El abusador encontrará, contratará o localizará a su siguiente víctima, para seguir vampirizando, que no solo de sangre viven los vampiros, también de la capacidad vital de los de su alrededor.

Hablar de un trabajo mal realizado no significa abusar de un trabajador, distingamos, el abuso se produce cuando al trabajador no se le da información para que realice un buen trabajo, y se recalca su fracaso siempre frente a un público que refuerce este fracaso y, digámoslo, disfrutando enormemente con ello.

Los abusadores y abusadoras son enfermos mentales, criados por otros enfermos mentales, lo que deberíamos preguntarnos es porqué tantos acaban en puestos de dirección. ¿Será porque carecen de sentimientos? Claro, que esto tiene nombre de patología. ¿Será porque a los demás nos dan miedo?, ya que ninguno es tonto y sabemos de lo que son capaces cuando alguien les hace frente y como, probablemente, acabaremos.

Un abusador siempre te echará una mano, te hará un favor para que tú te sientas en deuda y no puedas enfrentarte cara a cara con tu “padrino”. Un abusador no comprende las relaciones entre personas sino entre jerarquías no reciprocas. Parece una buena persona, pero sólo lo es en su exterior. En el fondo tiene mucho miedo y se lo hará pasar a su víctima, le transmitirá su miedo, su errores y responsabilidades para librarse así de todo lo demás.
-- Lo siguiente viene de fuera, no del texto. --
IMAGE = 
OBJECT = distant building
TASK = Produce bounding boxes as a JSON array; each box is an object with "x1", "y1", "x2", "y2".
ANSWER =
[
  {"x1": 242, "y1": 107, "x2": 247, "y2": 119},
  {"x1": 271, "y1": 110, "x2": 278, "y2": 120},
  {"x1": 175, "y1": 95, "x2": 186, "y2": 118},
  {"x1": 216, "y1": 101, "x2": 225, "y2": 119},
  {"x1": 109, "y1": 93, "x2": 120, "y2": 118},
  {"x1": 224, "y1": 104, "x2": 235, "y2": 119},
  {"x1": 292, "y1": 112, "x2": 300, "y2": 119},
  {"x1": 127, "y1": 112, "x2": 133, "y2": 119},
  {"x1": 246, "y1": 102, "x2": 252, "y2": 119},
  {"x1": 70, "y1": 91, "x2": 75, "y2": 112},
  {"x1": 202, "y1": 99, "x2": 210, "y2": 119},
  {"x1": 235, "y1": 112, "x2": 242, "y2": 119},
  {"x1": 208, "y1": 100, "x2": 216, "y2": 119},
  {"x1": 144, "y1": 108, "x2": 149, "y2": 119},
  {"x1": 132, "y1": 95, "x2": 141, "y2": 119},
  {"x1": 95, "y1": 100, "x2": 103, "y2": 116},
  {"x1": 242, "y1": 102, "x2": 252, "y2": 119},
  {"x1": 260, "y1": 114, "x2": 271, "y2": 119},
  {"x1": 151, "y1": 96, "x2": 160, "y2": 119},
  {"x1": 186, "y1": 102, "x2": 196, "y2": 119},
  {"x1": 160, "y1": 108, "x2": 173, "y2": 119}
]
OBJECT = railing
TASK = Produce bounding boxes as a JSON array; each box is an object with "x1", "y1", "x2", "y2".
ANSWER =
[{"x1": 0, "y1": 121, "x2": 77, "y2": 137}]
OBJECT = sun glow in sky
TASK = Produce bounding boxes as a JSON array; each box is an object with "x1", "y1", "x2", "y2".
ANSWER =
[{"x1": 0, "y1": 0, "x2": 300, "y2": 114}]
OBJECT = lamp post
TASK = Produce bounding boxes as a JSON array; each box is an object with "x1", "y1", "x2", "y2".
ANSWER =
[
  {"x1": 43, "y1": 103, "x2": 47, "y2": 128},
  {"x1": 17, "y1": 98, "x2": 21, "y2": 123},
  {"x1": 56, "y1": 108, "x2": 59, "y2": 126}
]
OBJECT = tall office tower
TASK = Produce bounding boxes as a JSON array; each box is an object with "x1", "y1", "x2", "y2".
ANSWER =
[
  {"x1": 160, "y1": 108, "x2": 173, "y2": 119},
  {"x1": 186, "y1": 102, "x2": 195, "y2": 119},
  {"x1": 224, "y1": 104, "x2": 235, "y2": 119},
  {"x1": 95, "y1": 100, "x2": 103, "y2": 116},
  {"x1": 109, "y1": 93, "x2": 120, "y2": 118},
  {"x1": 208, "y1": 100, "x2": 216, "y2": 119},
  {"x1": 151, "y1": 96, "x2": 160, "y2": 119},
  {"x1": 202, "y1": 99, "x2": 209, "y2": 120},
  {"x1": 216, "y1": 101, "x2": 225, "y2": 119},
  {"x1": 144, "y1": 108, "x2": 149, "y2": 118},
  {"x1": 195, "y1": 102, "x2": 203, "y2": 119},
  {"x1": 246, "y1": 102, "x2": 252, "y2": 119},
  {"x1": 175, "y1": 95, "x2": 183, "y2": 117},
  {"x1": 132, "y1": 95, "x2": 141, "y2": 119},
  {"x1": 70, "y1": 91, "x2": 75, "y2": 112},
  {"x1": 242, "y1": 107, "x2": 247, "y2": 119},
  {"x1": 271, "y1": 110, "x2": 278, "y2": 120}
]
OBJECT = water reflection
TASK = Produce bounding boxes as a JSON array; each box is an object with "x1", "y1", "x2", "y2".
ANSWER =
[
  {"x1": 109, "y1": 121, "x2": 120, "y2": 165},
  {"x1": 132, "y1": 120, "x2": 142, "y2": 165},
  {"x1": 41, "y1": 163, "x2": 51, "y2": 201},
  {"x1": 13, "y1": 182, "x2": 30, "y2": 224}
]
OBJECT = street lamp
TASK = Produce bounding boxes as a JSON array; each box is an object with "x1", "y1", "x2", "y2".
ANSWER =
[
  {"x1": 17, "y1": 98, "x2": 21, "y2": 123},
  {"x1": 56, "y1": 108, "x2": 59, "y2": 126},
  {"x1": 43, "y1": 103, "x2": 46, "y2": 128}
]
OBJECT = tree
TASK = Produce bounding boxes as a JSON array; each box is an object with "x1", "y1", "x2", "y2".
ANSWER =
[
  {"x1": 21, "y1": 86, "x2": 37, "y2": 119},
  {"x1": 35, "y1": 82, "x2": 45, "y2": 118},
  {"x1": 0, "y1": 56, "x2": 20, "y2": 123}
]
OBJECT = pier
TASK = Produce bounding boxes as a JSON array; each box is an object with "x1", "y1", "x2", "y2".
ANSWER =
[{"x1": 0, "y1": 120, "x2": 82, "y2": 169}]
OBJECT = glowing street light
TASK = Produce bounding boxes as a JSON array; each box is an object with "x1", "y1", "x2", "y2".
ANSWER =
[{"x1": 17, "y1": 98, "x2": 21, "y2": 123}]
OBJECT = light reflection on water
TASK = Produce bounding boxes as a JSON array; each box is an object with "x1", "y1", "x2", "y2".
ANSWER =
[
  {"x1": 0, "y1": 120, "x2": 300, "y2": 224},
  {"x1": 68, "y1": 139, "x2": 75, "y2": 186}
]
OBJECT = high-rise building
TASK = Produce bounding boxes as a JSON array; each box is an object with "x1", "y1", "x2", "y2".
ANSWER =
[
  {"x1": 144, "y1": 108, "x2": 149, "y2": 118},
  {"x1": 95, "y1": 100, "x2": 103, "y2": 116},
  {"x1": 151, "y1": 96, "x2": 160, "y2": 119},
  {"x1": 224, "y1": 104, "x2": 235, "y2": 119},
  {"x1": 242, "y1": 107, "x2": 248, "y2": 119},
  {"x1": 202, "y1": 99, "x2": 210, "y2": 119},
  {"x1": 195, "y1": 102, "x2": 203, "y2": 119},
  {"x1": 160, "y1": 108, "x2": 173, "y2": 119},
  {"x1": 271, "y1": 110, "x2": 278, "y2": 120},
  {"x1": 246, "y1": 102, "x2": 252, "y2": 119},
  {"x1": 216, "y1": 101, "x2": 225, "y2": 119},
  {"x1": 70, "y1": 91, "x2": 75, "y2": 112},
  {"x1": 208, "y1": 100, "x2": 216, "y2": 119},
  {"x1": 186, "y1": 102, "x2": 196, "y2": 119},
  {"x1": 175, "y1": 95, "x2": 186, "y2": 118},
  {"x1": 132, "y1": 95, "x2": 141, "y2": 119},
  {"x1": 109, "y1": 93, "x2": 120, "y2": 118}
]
Pero, finalmente, como decía en un comienzo, no confundamos una dirección seria, estructurada y firme y empecemos a llamarle abuso y acoso, porque a quien le gusta el caos y el desorden es al abusador, así que no le ayudemos. El abusador es un ser simpatiquísimo, gracioso, al que nadie se atreve a llevarle la contraria. El abusador cuenta chistes, habla de política, pero no se detiene a reflexionar con un equipo de trabajo, no comunica la información ventajosa que para sí guarda. Sin embargo su “equipo” no se atreverá a unirse contra él por si cae en desgracia, porque uno siempre conserva la esperanza de que su jefe en el fondo le prefiera a él/ella, y finalmente un día se lo confiese y sea su mano derecha en una ambiente de armonía. El abusado no entiende porqué se siente cada vez peor, si realmente todo va bien. El abusador es siempre un niño con demasiado poder y lo ejerce como un niño aunque ya no lo sea.

LA GENTE QUE ME GUSTA

De Mario Benedetti

Primero que todo:

Me gusta la gente que vibra,
que no hay que empujarla,
que no hay que decirle que haga las cosas,
sino que sabe lo que hay que hacer y que lo hace…

Me gusta la gente con capacidad para medir las consecuencias de sus acciones,
la gente que no deja las soluciones al azar.

Me gusta la gente justa con su gente y consigo misma,
pero que no pierda de vista que somos humanos y nos podemos equivocar.

Me gusta la gente que piensa que el trabajo en equipo entre amigos produce más que los caóticos esfuerzos individuales.

Me gusta la gente que sabe la importancia de la alegría.

Me gusta la gente sincera y franca, capaz de oponerse con argumentos serenos y razonables a las decisiones de un jefe.

Me gusta la gente de criterio, la que no traga entero, la que no se avergüenza de reconocer que no sabe algo o que se equivocó.

Me gusta la gente que, al aceptar sus errores, se esfuerza genuinamente por no volver a cometerlos.

Me gusta la gente capaz de criticarme constructivamente y de frente, a éstos les llamo mis amigos.

Me gusta la gente fiel y persistente, que no desfallece cuando de alcanzar objetivos e ideas se trata.

Me gusta la gente que trabaja por resultados.

Con gente como ésa, me comprometo a lo que sea, ya que con haber tenido esa gente a mi lado me doy por bien retribuido.